Der aus dem Diemtigtal stammende DJ Keys (DJ Keys one), geborener Knutti (20.12.1969) zählt zu den DJ- Pionieren der Schweizer Hip Hop Szene. Bis heute scratcht[1] er immer noch regelmässig, vorab auf neuen Vinylplatten. Auf den Alten ist ihm dies zu Schade, zumal die Platten nicht mehr erhältlich sind. Daneben ändert er Turnschuhe, beispielsweise States von Puma, in eigenem Design ab und sammelt alte Hip Hop Kleidungsstücke sowie Accessoires der old school[2] Zeit. Seine aktuelle Lesebrille der Marke Cazal war beispielsweise eines der typischen Modezubehöre der Rapgruppe Run DMC.

Bereits 1979/80 mixte DJ Keys Italo- Disco Funk Sound.
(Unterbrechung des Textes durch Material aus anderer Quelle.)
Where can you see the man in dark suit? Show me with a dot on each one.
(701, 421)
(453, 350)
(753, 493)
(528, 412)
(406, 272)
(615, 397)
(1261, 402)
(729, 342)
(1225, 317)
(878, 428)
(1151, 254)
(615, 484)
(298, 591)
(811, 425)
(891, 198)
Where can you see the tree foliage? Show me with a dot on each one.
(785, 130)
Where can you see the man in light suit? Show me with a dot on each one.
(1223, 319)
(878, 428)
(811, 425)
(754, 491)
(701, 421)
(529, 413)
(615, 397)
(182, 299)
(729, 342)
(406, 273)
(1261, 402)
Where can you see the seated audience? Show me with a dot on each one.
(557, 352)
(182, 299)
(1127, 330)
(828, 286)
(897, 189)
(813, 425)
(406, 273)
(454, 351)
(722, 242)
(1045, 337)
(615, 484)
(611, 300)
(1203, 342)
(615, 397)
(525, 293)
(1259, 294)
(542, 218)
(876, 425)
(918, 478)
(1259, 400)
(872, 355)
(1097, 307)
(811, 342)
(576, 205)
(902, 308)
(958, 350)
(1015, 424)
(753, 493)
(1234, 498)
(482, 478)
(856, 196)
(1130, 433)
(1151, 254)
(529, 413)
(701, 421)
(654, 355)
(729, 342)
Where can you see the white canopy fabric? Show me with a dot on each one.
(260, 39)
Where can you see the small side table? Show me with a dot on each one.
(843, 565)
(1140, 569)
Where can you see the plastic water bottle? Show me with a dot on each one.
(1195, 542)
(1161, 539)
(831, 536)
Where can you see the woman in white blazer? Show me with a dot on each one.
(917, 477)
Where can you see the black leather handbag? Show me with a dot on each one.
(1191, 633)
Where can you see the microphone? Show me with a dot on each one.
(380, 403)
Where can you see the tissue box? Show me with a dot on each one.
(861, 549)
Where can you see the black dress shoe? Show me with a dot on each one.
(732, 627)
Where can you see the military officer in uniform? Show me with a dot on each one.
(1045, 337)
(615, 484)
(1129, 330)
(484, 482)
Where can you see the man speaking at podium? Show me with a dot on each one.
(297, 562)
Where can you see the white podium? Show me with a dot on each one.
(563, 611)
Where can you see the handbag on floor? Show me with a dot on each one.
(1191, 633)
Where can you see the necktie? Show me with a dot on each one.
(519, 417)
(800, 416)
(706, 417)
Um 1981, mit etwa 12 Jahren, kam er mit der Hip Hop Bewegung in Berührung. Wie üblich zu dieser Zeit probierte er diverse künstlerische Hip Hop Disziplinen wie Graffiti, Tags (Lettering/Kalligraphie) und Breakdance aus. An das Hip Hop DJ’ ing wurde er durch eine Dokumentation über Blondie herangeführt, in der er zum ersten Mal Grandmasterflash scratchen sah. Erst später erfuhr er durch Kollegen, dass Grandmasterflash die Plattenspieler der Marke Technics verwendete und setzte seine damalige Wunschliste für Geburtstag und Weihnachten neu auf. Daneben beauftragte er einen Radio- TV Elektroniker ein billiges Mischpult mit denen von ihm gewünschten Funktionen umzubauen (Abb. 11), da es zu dieser Zeit noch keine Mischpulte explizit fürs scratchen gab. Massgebend wurde er durch den Auftritt von DJ Cheese am UK Fresh 80 beeinflusst, das auf dem englischen Fernsehsender Sky ausgestrahlt wurde und orientierte sich an diversen DJ’s der DMC’s[3] (Disco Mix Club), wie etwa DJ Cash Money, DJ Craze, DJ Cutmaster Swift, DJ Noize, DJ Dopey, DJ Netik, DJ Illa Kela und weitere. Heute spricht er sein Lob für den japanischen DJ Kentaro, der alle schlägt oder für DJ Summit 2 (2006) aus.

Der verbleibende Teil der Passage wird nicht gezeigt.